The Sloan Foundation funding will bolster this program.

Through the grant, a total of 12 undergraduates from UPR Cayey will be selected to spend 10 weeks at UB conducting summer research in 2022 or 2023, with travel and housing costs covered. Participants will receive mentoring and attend academic and professional enrichment events, such as workshops focused on readiness for graduate school. Students who successfully complete these components will be offered admission to a graduate program in chemistry or another participating STEM discipline at UB.

UB faculty members in STEM departments who are interested in learning about how they may be able to recruit students from UPR Cayey into their labs through the program can contact Colón at lacolon@buffalo.edu.

New pathways for graduate education

The new grant is part of a nearly $5 million investment by the Sloan Foundation to build effective, equitable pathways into science, technology, engineering and math (STEM) graduate study. UPR Cayey is a federally designated Hispanic-serving institution.

“At an institutional level, this grant-funded partnership between UPR Cayey and UB formalizes and validates a partnership that has been materializing for many years, and that has been mutually beneficial for both institutions,” says Resto, chair of the UPR Cayey Department of Chemistry.

“At the student level, it provides UPR Cayey students with an excellent summer research experience at a research-intensive university,” Resto adds. “It also serves as an opportunity to participate in workshops that will improve their professional development for their acceptance into a graduate program. UB graduate students will benefit as well. Their participation in offering the workshops to the undergraduate students provides them with a unique networking opportunity to broaden their perspective in the topics of diversity, equity and inclusion.”

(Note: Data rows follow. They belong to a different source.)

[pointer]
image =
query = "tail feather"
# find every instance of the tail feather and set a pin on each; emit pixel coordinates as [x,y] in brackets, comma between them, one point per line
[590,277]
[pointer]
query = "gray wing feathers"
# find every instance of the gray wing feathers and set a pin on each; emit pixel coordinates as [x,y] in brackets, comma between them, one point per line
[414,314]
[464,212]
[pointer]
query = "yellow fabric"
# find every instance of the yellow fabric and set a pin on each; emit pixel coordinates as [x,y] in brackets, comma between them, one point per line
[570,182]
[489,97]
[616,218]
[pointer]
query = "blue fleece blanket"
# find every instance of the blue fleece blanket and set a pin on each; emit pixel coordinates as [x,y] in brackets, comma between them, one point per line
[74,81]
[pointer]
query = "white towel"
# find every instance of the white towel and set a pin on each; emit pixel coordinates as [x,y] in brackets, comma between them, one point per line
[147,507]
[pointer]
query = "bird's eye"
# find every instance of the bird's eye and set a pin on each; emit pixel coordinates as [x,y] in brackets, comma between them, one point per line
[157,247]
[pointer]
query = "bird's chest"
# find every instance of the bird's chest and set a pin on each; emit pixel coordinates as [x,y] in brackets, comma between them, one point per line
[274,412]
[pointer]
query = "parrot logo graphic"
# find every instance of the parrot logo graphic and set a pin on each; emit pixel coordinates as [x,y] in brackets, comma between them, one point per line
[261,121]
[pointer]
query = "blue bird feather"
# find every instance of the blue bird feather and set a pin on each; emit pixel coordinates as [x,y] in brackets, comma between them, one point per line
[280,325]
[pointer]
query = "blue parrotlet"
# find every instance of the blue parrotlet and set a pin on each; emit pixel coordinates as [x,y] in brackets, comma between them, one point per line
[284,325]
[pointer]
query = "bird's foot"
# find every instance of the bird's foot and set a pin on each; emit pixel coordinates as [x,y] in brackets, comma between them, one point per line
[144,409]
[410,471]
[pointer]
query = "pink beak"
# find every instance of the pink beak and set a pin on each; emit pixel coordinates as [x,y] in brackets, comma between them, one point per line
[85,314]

“We need to create pathways for students into graduate education, so that the enrollment in graduate programs better reflects the population of the United States,” says Colón, SUNY Distinguished Professor and A. Conger Goodyear Professor in the UB Department of Chemistry, and associate dean for inclusive excellence, College of Arts and Sciences.

“Many students go to college and stop there. They don’t know about graduate school, and they don’t think to apply,” Colón says. “Instead of waiting for students to apply, we are bringing this opportunity to them. We meet them at UPR Cayey and talk to them individually about graduate school and what they would like to do in their careers. We have had tremendous success in the past in recruiting excellent graduate students from UPR Cayey through these methods.”

Expanding successful efforts

Since joining UB in 1993, Colón — a graduate of UPR Cayey — has helped to bring dozens of students from Puerto Rico to Buffalo to study or do research. More than 20 of the students enrolled in UB’s graduate program and earned advanced degrees in chemistry, mostly PhDs. From Buffalo, these graduates have moved on to jobs in academia and industry, where they have continued to spread the word about opportunities at their alma maters.

In the past, grants from the National Institutes of Health and National Science Foundation (NSF) have facilitated the UB-UPR Cayey partnership. For example, the UB chemistry department’s current Research Experiences for Undergraduates program, funded by the NSF, has attracted several participants from UPR Cayey.

The Sloan Foundation award will build on and formalize these efforts.

Colón is particularly excited about the prospect of expanding the program to new fields. While the grant proposal to the Sloan Foundation focused on chemistry, he said colleagues in other STEM departments at UB have expressed interest in recruiting students through the program, and that the Sloan Foundation is supportive of this.

“We are immensely grateful for funding from the Sloan Foundation, which recognizes and supports UB’s efforts to strengthen and expand pathways to graduate education for underrepresented students,” says Graham Hammill, vice provost for academic affairs and dean of the Graduate School.